Here's one done by a friend of mine.


----------



## metti (Sep 28, 2013)

gafftaper said:


> What I want to know is how on earth did someone get access to all that REALLY expensive equipment to make this little video?
> 
> AMAZING!


It was made by a company that owns and rents industrial robotic arms for automating scenic elements and cameras on film shoots so they already had all the expensive gear. It also bears noting that the camera was on an arm as well and this video would not have been possible without carefully matching the camera position to rendered content. From other perspectives in the room, the effect would be much less effective


----------



## ruinexplorer (Sep 29, 2013)

metti said:


> It was made by a company that owns and rents industrial robotic arms for automating scenic elements and cameras on film shoots so they already had all the expensive gear. It also bears noting that the camera was on an arm as well and this video would not have been possible without carefully matching the camera position to rendered content. From other perspectives in the room, the effect would be much less effective


 Here's a blog post from one of the creators. Certain effects are only possible from the single perspective, as @metti indicated. Some of the forced perspective shots would work from a multitude of angles, but would appear differently from various points of view as your mind would attempt to conceptualize it as a three dimensional object.


----------



## StradivariusBone (Oct 1, 2013)

metti said:


> It was made by a company that owns and rents industrial robotic arms for automating scenic elements and cameras on film shoots so they already had all the expensive gear.
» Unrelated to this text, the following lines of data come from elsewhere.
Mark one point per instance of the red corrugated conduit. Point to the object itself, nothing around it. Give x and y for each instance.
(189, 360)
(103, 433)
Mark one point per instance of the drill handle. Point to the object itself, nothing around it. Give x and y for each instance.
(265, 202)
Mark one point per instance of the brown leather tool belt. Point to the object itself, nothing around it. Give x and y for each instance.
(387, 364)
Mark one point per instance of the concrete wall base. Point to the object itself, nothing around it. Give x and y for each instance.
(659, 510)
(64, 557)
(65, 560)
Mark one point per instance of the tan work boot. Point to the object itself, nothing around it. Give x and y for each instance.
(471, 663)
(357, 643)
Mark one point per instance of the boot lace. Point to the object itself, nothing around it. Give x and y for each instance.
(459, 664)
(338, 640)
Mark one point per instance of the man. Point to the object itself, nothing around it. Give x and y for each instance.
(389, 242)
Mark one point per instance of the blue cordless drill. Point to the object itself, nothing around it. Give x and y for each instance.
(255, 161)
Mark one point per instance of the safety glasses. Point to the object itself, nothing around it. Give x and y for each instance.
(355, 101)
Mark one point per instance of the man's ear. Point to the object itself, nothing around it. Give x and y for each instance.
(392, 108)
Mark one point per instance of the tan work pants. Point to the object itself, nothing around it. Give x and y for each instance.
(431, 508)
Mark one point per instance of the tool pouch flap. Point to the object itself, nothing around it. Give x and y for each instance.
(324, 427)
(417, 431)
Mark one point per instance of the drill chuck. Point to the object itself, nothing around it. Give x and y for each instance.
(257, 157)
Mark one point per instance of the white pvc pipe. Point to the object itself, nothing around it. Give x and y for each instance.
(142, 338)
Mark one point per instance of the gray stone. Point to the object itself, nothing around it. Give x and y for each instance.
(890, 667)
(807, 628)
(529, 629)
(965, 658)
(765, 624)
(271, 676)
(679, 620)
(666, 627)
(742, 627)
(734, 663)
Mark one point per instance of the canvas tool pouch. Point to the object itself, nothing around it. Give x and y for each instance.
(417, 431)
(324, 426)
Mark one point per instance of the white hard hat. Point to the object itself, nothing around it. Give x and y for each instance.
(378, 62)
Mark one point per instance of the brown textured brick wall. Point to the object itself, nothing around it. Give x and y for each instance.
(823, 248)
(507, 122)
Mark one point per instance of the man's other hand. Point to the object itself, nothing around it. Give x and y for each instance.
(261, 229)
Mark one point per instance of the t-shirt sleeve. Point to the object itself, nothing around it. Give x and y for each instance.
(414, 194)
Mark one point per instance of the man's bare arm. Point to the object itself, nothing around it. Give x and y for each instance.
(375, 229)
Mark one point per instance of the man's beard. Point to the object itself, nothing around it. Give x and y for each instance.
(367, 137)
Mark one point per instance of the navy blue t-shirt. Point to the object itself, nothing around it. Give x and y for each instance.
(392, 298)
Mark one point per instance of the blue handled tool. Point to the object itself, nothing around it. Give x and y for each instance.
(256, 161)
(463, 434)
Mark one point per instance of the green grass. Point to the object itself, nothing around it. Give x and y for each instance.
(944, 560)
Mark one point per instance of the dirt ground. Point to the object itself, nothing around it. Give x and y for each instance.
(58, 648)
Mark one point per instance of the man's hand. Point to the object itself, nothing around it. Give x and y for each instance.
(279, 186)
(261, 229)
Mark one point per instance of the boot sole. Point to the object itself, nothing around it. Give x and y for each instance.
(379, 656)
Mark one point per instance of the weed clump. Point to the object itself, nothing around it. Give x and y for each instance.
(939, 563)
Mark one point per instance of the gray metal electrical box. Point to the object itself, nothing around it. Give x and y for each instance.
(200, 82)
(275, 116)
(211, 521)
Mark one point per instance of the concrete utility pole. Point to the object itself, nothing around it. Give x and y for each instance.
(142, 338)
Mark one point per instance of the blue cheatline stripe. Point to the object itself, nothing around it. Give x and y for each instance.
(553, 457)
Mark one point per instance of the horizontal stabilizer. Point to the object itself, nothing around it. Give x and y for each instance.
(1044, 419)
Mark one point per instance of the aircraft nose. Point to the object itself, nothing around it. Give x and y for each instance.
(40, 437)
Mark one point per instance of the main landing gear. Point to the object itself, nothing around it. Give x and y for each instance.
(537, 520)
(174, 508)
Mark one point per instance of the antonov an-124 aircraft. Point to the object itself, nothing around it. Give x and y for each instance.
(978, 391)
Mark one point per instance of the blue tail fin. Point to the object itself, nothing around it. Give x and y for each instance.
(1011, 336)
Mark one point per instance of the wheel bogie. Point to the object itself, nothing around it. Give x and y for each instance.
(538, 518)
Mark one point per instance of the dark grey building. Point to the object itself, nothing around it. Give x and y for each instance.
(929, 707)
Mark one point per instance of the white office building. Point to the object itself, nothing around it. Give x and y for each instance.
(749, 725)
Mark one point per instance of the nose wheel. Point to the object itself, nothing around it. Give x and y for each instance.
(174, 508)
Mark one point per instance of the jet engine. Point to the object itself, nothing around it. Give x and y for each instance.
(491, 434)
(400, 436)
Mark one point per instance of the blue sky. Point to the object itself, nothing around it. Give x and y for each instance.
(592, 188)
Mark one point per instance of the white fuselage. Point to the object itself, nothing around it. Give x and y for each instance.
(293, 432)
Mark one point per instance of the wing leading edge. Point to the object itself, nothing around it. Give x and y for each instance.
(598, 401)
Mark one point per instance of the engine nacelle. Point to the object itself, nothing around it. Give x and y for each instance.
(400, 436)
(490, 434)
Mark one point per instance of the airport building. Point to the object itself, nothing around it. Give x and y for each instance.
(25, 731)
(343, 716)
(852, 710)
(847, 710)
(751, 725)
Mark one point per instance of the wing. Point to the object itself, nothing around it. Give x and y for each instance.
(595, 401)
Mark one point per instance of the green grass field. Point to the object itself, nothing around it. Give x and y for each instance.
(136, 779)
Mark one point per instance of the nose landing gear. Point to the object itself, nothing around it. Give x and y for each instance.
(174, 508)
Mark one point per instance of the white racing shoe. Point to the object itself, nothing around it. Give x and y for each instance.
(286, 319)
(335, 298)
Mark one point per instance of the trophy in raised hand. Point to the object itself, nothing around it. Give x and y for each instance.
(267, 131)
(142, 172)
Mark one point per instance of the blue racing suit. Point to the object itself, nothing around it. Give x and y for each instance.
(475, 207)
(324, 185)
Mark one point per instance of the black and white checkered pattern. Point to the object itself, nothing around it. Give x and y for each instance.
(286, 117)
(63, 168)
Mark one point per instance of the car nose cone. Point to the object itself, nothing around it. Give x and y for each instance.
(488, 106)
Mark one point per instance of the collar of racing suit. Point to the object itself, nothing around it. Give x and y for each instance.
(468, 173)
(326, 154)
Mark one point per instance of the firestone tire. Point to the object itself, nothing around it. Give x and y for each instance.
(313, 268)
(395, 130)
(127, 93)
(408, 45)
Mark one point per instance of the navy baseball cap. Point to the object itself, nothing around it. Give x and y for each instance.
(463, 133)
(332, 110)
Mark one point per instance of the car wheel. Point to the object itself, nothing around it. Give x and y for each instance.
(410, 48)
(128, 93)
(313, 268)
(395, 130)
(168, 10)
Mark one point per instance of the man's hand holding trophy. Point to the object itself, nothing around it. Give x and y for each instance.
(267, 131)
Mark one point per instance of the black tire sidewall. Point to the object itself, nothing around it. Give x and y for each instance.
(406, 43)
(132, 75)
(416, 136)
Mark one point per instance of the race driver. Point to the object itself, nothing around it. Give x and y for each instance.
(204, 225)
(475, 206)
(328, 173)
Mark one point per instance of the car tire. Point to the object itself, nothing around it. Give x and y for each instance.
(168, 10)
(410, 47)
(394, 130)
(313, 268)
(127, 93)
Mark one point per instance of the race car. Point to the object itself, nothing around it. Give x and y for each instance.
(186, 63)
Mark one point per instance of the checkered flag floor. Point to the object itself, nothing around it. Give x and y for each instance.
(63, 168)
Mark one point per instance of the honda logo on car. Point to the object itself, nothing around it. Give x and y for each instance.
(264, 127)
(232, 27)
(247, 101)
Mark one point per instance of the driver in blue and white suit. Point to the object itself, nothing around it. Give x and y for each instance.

It also bears noting that the camera was on an arm as well and this video would not have been possible without carefully matching the camera position to rendered content. From other perspectives in the room, the effect would be much less effective




I was thinking that. There are moments when the camera is moving like it's handheld, but when the title cards would illuminate on the floor it went rock-solid. Very cool effect nevertheless!!


----------



## metti (Oct 2, 2013)

StradivariusBone said:


> I was thinking that. There are moments when the camera is moving like it's handheld, but when the title cards would illuminate on the floor it went rock-solid. Very cool effect nevertheless!!


I suspect the handheld looking shots are also done with a robotic arm that has been programmed using a trainer interface that preserves some of the natural human variation.


----------



## lwinters630 (Oct 3, 2013)

metti said:


> I suspect the handheld looking shots are also done with a robotic arm that has been programmed using a trainer interface that preserves some of the natural human variation.


Watch the behind the scenes for it that is linked at the end of the video.

Once I was asked (20 yrs ago) what my favorite lighting fixture was? I replied an LCD projector . . . . . . But honestly . . . . I had no idea where they would go . . . . This makes me think what else can it be used for in live theater?

I have to respect and love the creative minds that put this together.


----------



## ruinexplorer (Oct 5, 2013)

lwinters630 said:


> Once I was asked (20 yrs ago) what my favorite lighting fixture was? I replied an LCD projector . . . . . . But honestly . . . . I had no idea where they would go . . . . This makes me think what else can it be used for in live theater?


 
I can think of one great example. Here's another. Automation and projection nicely blended.


----------



## StradivariusBone (Oct 7, 2013)

ruinexplorer said:


> I can think of one great example. Here's another. Automation and projection nicely blended.



WOW! Wagner himself would've had a field day with that technology!


----------